Harrison's Reports (April 15, 1922) boldly claimed the picture to be a winner. "A truly remarkable picture and one that is a genuine 'thriller;' it is entirely different from any production heretofore attempted. . . Mr. Houdini is so well-known as a matchless public entertainer that his picture, fascinating because of its uncanny, supernatural atmosphere, should give one hundred per cent satisfaction wherever it is shown."

No charisma, lackluster

Houdini simply fails to satisfy as a dashing hero. The 48-year old escape artist had the reputation to draw audiences, and no doubt there was the appeal of seeing the great artist perform his amazing stunts especially to those who could not see him in person. Although he does a competent job, the screen charisma is not there.

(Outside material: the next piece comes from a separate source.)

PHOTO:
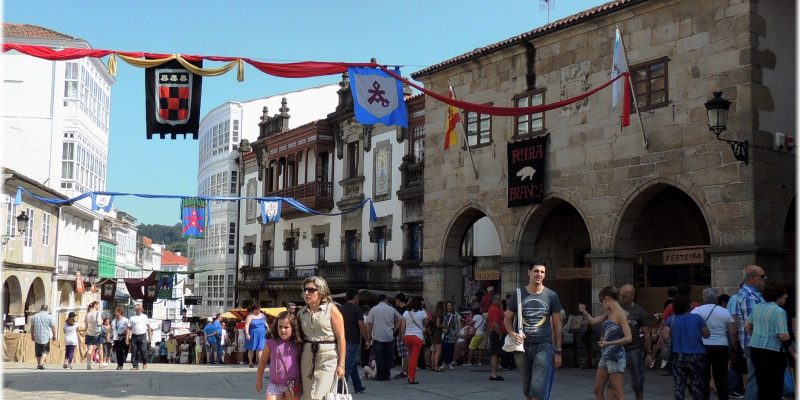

Pat Connelly, a virtual unknown, plays Felice. She appeared in only one other film - Buster Keaton's "Sherlock, Jr." (1924). She, too, provides a rather lackluster portrayal. Her indignation when Dr. Trent questions her relationship to Howard Hilliard at the wedding lacks emotion. Not much more can be said for her scenes with Houdini. It is interesting that she was the wife of Erwin Connelly who plays her uncle, Dr. Gregory Sinclair, in the film. The two had appeared in vaudeville together, and he was with her in both her films appearances, as well. There is little information on her other than she died after a nervous breakdown in 1925 at age 42. Erwin Connelly can be seen in three Keaton features from the early twenties, Pickford's "Kiki" (1926), Valentino's "The Son of the Sheik" (1926), "The Winning of Barbara Worth" (1926) with Ronald Colman and Vilma Banky and several other films. A charming portrayal as Bessie Love's father in the minor comedy "Rubber Tires" (1927) indicates he had a real knack for subtle comedy. He died in 1931 at age 52.

By the way, the forever intriguing Nita Naldi plays the role of the seductress Marie Le Grande (what a name!) and, although brief, meets the requirements of the part to perfection - as always.

The DVD version reviewed here was released by Kino International and provides a good quality picture with occasional minor scratches and an excellent piano score by Jon Mirsalis. The story is hokum, and the acting of the leads is lacking, but it is, after all, the great Houdini, and the stunts - particularly the Niagara falls rescue - are exciting. No, it's not great art, but it IS great fun!

On a side note:
On the day the movie was to premiere at the Times Square Theatre in New York, someone realized that the Houdini Motion Picture Company had not received a license from the Motion Picture Commission which was required in New York state. A desperate letter signed by Houdini himself, noted that thousands of dollars had been spent in advertising, attendance was by invitation only, and no admission would be charged. This seemed to satisfy the Commission, and that one evening's screening was approved. Also, originally seven reels, the film was edited down from seven reels to six reels before release (although in contradiction to this, Variety review referred to it as a "five-reeler.")

Author John Baxter in Stunt: The Story of the Great Movie Stuntmen (Doubleday & Company, Inc., 1974), said for the filming of the Niagara rescue, which took place in May, 1921, "director Burton King built a leather harness sliding on a cable that let Houdini swim through the foaming water with ease."

The snow scenes were shot at Lake Placid.